The Dutch House, as it came to be known … referred not to the house’s architecture but to its inhabitants. The Dutch House was the place where those Dutch people with the unpronounceable name lived. Seen from certain vantage points of distance, it appeared to float several inches above the hill it sat on. The panes of glass that surrounded the glass front doors were as big as storefront windows and held in place by wrought-iron vines. The windows both took in the sun and reflected it back across the wide lawn. Maybe it was neoclassical, though with a simplicity in the lines that came closer to Mediterranean or French, and while it was not Dutch, the blue delft mantels in the drawing room, library, and master bedroom were said to have been pried out of a castle in Utrecht and sold to the VanHoebeeks to pay a prince’s gambling debts. The house, complete with mantels, had been finished in 1922.
“They had seven good years before the bankers started jumping out of windows,” Maeve said, giving our predecessors their place in history.
A crazy good book. I loved the characters, the writing and the surprising ways the characters’ lives meander and connect, reconnect and in some cases dissolve. Highly recommend.
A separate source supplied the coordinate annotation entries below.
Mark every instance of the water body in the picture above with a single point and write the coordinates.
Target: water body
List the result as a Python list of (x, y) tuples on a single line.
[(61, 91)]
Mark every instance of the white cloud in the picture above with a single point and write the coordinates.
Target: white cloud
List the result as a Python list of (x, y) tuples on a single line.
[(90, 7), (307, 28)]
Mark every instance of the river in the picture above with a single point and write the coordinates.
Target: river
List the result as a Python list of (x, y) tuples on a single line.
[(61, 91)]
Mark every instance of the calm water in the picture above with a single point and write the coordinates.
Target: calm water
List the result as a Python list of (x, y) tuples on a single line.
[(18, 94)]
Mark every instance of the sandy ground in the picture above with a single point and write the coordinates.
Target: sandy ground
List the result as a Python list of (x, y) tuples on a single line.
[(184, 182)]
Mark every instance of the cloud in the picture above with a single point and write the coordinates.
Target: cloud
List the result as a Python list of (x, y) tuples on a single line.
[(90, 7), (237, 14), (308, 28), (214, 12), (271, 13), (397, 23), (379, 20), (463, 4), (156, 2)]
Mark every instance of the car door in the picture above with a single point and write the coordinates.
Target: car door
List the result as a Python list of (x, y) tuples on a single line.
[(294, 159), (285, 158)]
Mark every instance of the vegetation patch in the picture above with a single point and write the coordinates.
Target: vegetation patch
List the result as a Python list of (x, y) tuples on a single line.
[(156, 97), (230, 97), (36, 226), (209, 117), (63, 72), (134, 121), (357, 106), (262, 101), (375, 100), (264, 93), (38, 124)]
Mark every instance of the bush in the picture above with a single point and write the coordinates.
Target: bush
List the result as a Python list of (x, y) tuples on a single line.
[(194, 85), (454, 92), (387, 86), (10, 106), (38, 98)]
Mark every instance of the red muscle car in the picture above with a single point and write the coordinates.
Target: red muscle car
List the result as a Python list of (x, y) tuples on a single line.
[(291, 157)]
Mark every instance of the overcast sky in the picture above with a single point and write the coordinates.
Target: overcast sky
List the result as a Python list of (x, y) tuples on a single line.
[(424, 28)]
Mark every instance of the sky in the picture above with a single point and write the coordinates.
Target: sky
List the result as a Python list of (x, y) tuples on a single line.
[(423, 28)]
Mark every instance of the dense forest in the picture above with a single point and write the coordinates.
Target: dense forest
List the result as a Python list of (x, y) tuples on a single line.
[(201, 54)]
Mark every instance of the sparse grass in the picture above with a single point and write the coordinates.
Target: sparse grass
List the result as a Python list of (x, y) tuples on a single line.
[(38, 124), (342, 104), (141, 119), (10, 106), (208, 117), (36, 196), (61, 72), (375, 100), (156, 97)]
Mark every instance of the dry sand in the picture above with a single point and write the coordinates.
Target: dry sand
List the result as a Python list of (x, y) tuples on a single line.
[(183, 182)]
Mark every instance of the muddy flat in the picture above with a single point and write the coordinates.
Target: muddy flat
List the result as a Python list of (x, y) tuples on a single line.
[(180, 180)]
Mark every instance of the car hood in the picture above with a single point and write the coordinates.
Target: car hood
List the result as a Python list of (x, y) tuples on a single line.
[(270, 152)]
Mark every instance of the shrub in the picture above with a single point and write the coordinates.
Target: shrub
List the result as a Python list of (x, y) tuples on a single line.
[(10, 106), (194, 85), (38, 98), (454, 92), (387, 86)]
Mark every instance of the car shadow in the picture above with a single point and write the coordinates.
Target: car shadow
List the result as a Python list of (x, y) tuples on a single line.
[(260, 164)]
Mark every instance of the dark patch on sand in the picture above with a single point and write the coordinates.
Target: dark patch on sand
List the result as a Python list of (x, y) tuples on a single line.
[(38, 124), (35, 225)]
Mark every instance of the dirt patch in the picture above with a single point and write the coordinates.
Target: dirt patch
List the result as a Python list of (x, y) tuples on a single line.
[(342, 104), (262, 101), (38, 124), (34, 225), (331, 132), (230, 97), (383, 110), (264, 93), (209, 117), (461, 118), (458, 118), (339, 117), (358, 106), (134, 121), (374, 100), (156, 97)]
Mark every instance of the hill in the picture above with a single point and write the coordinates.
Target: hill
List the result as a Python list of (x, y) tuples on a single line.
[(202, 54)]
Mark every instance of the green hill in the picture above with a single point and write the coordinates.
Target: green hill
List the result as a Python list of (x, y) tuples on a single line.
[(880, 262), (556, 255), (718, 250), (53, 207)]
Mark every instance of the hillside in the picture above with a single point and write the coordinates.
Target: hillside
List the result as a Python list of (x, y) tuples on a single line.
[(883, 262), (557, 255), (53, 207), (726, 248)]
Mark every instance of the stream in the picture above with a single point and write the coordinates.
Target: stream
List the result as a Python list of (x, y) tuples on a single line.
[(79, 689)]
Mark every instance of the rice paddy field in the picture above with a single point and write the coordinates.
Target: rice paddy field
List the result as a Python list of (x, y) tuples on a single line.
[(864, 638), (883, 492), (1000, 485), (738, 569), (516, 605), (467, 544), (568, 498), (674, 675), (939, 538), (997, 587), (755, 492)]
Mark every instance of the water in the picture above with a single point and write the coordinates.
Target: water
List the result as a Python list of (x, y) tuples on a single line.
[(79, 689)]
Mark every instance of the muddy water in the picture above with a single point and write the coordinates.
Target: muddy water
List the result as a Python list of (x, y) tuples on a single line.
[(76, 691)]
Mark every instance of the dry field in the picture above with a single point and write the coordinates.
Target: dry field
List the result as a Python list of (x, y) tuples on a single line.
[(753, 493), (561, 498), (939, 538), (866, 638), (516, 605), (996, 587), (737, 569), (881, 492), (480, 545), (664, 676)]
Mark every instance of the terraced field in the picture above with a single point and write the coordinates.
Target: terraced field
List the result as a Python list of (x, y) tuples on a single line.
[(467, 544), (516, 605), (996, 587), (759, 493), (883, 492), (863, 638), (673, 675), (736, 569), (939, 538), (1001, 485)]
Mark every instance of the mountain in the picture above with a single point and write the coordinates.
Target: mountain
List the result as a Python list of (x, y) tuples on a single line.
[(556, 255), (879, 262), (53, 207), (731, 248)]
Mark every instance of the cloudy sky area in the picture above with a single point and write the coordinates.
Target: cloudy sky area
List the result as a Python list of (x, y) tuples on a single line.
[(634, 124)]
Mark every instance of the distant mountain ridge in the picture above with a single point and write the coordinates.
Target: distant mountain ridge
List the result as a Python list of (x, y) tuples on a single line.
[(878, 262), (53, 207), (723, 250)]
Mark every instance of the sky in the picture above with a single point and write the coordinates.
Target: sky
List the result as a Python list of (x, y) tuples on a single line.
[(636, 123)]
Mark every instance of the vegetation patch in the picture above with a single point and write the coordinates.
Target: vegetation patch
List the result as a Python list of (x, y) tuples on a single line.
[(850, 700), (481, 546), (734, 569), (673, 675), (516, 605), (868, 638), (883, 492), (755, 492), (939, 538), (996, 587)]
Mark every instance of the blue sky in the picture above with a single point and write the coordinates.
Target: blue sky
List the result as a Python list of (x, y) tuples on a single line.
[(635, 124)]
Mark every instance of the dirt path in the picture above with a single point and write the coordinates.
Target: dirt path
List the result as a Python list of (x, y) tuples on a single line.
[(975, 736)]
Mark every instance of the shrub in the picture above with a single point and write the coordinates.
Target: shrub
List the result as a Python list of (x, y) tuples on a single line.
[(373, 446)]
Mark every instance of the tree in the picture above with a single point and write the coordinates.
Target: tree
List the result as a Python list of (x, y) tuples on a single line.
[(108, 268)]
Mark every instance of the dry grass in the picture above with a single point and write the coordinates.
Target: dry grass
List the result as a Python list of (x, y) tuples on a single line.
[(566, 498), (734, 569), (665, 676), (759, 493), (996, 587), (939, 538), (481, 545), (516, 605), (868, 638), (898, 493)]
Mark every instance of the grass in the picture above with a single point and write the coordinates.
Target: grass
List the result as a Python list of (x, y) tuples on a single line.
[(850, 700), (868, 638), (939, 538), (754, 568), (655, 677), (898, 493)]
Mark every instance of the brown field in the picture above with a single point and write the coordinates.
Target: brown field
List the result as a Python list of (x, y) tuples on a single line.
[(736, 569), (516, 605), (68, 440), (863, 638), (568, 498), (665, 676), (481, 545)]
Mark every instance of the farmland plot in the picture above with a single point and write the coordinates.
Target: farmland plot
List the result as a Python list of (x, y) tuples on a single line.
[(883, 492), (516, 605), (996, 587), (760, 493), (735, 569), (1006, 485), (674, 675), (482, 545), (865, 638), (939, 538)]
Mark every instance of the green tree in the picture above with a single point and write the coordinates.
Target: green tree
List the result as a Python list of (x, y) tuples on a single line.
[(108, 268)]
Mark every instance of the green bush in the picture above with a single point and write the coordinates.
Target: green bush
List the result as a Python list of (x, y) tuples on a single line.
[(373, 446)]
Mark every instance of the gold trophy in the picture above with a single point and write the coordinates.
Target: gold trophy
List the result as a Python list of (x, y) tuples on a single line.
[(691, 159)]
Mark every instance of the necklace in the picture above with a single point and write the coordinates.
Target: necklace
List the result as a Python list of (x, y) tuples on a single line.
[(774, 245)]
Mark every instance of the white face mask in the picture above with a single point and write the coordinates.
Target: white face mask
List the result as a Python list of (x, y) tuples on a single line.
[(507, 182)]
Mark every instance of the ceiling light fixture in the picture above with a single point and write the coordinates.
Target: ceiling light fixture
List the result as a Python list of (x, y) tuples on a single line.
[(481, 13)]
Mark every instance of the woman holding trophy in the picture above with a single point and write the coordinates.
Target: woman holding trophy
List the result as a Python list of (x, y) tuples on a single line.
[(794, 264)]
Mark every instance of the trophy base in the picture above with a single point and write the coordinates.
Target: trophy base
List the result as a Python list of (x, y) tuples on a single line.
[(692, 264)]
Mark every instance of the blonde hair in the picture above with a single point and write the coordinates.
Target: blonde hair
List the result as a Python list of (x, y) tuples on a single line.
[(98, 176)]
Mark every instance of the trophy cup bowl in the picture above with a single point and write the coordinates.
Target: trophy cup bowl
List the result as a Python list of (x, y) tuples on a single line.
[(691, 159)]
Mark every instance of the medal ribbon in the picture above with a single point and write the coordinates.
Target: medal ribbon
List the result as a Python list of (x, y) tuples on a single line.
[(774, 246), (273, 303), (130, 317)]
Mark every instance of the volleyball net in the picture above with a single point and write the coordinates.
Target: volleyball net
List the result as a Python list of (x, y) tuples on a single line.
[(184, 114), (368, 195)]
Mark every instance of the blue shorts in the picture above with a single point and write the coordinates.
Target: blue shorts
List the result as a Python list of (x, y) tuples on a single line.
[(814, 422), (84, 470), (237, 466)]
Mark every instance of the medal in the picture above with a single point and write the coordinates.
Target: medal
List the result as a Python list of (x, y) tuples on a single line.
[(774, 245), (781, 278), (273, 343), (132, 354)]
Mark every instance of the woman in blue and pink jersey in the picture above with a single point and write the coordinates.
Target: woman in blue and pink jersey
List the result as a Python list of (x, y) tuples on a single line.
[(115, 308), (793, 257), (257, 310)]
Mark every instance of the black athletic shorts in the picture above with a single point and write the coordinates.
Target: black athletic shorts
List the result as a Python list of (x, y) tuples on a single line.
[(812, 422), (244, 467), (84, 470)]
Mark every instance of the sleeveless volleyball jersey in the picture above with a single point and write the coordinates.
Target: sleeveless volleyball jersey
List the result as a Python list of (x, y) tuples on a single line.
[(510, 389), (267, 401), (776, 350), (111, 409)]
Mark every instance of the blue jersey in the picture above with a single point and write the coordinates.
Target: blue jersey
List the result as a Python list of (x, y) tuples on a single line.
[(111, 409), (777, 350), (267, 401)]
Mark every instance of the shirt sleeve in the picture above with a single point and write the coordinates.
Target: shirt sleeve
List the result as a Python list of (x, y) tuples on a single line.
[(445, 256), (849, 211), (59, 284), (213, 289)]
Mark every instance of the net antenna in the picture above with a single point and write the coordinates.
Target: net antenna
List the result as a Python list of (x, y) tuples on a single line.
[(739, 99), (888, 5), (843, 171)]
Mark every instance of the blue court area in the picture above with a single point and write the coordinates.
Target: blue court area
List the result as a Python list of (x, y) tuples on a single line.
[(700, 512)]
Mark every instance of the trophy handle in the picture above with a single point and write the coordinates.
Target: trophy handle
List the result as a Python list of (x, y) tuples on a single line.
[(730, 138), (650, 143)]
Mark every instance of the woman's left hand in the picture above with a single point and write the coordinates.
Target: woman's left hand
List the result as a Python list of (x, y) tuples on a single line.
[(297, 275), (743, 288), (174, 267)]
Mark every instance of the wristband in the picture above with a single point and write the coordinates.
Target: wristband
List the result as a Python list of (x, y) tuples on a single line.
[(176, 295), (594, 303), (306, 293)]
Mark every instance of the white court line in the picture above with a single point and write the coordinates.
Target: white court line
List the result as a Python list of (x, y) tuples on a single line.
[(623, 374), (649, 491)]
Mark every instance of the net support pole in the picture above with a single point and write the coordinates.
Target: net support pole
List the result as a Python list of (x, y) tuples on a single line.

Another book I have read recently and would also recommend to anyone looking for something good is Maybe You Should Talk to Someone, by Lori Gottlieb. Selected (I just noticed) as The Oprah Magazine’s Best Nonfiction Book of 2019, this book is also a winner in its own right. The book is subtitled “A Therapist, Her Therapist, and Our Lives Revealed,” which gives you some idea what it’s about. But I have to say nothing could have prepared me for the experience of delving into this (I assume fictional) memoir.
The narrator is Lori, a Los Angeles therapist who writes of her clients’ lives and struggles. We have a tough, self-absorbed Hollywood producer, mystified by all the incompetents, idiots and that pepper his life. We have a young woman battling a terminal illness. We have an older woman who is ready to throw in the towel if something good doesn’t happen to her quick. And then we have the narrator herself, whose life suddenly becomes unmanageable due to a change in relationship status, who decides to seek out therapy for herself. Enter Wendell, khaki- and cardigan-clad, balding and lanky, kind of a dweeb. And now our therapist has a therapist. And the book, kind of snappy and funny up to this point, takes on a new depth and complexity. I really, really liked this book and have passed it on to my good friend, a therapist. She really likes it too but says it hits a bit close to home. Which I suppose is probably a good sign.
I have more books to recommend, but have exceeded the allotted word count and therefore must bid you adieu. Enjoy the leaves and the sunshine and this incredible time of year. Don’t be too sad about winter coming. There are fires to light and books to read and summer will be back again. Be well, and happy reading!